Effects of IG 2 and lovastatin on RAB5A and RAP1A prenylation. Two-day-old S462TY cultures were left untreated or treated with DMSO or varied concentrations of either IG 2 (A) or lovastatin (B) before being harvested for western blot analyses of RAB5A and RAP1A. The antibody used for RAP1A detects the nonprenylated form of the protein. The upper of the two bands detected with anti-RAB5A represents non-prenylated RAB5A. Each lane contained 25 μg of protein. Similar results were obtained in a second independent experiment.

Figure 8

Combinational effects of IG 2 and lovastatin on prenylation. S462TY cultures were left untreated (NT) or treated with DMSO, fixed or varied concentrations of only lovastatin or IG 2, or combinations of lovastatin and IG 2, as indicated in the individual panels. Cultures were harvested 12 h after treatment (A,C) or at varied times after treatment (B,D) for subsequent western blot analyses of prenylation. The upper of the two bands detected with antibodies to pan-RAS, N-RAS, and RAB5A represent the non-prenylated protein. The antibody used for the identification of RAP1A recognizes only the non-prenylated protein. Each lane contained 25 μg of protein.

Figure 9

In vivo effects of lovastatin and IG 2 on N-Ras prenylation.

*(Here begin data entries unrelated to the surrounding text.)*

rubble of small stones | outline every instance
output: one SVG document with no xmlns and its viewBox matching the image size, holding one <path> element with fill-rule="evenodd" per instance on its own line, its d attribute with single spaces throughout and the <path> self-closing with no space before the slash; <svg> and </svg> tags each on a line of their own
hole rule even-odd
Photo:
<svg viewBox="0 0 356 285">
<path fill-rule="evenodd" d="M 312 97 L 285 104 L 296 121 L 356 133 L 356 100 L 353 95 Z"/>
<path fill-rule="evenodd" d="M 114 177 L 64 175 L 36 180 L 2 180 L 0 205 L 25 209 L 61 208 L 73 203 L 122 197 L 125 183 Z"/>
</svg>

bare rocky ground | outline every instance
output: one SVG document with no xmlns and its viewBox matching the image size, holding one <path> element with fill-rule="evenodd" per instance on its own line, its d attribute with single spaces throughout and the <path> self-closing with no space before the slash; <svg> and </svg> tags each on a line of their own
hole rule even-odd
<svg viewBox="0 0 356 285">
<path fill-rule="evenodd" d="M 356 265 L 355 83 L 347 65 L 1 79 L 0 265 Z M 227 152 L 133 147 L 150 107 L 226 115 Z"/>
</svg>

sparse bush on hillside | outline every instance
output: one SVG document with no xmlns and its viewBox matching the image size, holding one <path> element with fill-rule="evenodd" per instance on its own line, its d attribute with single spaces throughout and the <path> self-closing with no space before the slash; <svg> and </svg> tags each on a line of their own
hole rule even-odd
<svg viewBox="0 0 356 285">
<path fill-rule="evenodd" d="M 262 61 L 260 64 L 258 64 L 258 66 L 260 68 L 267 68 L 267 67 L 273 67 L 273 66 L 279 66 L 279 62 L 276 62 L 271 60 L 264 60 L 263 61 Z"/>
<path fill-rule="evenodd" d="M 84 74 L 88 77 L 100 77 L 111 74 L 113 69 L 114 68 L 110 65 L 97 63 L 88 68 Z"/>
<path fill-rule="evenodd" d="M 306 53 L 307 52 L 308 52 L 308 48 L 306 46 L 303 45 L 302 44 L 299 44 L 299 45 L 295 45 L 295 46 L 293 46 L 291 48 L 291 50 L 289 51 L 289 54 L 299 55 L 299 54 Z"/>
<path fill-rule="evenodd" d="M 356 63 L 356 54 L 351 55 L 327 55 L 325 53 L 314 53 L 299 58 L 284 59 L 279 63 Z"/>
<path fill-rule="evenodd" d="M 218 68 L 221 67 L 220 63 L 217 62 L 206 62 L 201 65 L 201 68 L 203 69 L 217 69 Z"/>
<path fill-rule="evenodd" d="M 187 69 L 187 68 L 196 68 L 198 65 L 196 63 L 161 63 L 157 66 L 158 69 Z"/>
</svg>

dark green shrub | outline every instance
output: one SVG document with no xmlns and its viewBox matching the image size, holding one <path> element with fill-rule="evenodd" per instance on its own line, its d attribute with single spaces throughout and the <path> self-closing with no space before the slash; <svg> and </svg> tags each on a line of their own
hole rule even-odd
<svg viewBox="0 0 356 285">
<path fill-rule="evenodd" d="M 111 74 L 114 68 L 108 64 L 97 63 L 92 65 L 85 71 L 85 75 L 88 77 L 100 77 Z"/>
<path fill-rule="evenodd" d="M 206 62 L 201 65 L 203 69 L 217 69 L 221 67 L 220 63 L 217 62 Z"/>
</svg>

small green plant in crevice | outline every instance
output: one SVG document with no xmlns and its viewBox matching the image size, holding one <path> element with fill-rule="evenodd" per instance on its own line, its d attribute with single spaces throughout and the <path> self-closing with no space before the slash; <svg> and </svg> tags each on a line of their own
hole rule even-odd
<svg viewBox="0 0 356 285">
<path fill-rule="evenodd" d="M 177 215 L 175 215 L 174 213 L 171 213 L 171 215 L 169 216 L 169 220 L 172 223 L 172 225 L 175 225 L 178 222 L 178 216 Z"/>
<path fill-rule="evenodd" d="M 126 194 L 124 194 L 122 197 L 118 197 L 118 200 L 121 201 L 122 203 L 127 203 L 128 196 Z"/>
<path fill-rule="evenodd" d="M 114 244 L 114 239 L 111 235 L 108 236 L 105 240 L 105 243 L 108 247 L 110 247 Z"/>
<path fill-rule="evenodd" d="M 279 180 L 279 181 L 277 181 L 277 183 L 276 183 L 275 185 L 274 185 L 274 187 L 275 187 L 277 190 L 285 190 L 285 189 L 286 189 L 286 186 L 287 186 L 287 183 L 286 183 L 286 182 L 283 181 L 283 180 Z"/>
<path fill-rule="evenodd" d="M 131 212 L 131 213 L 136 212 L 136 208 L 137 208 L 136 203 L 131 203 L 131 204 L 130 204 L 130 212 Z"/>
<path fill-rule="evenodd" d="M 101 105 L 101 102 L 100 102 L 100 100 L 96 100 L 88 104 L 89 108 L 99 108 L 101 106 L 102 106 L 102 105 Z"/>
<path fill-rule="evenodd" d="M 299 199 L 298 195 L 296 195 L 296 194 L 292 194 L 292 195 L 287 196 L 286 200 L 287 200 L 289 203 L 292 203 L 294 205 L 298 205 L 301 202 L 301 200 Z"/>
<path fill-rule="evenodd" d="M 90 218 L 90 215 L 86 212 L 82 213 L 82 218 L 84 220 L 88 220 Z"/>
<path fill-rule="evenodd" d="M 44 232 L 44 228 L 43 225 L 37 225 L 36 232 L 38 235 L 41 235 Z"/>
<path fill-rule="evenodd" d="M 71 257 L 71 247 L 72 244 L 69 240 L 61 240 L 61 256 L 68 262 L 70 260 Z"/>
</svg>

Female Balb/c mice were treated twice a day, for 7 days, with i.p. plus i.v. injections of physiological saline, i.v. injections of physiological saline plus i.p. injections of 10 or 20 mg/kg of lovastatin, i.p. injections of physiological saline plus i.v. injections of 20 μmole/kg of IG 2, or i.p. injections of 10 or 20 mg/kg of lovastatin plus i.v. injections of 10 or 20 μmole/kg of IG 2. Mice were euthanized 6–8 h after the final treatment for harvesting of lung tissues and analyses of prenylated (pN-Ras) and non-prenylated N-Ras (npN-Ras). Each lane contains 25 μg of protein and represents tissue isolated from an individual mouse.

Figure 10

Suppression of S462TY sciatic nerve xenograft growth by combinational lovastatin and IG 2 treatment. (A) Diagram of the tumor treatment protocol. The left sciatic nerves of 25 female NOD SCID mice were injected with suspensions of S462TY cells at time zero. The xenograft’s development was monitored by MRI. Mice were treated twice a day by i.v. and i.p. with saline, or i.v. with 10 μmole/kg of IG 2 and i.p. with saline, or i.v. with saline and i.p. with 10 mg/kg of lovastatin, or i.v. with IG 2 and i.p. with lovastatin. (B) Volumes of individual sciatic nerve xenografts during different stages of the study. (C) Box plots of the ratios of individual tumor volumes at the end of treatment (days 46,47) by their volumes prior to treatment (day 26). * Significantly less than the control group, p < 0.05. (D) Box plots of the ratios of individual tumor volumes at the end of treatment (days 46,47) by their volumes halfway through treatment (days 40,41). * Significantly less than the control group, p < 0.05. (E) Tumor rebound in the IG 2 and lovastatin combinational treatment group following termination of treatment. The symbols identify 4 mice whose tumors were monitored over the time course.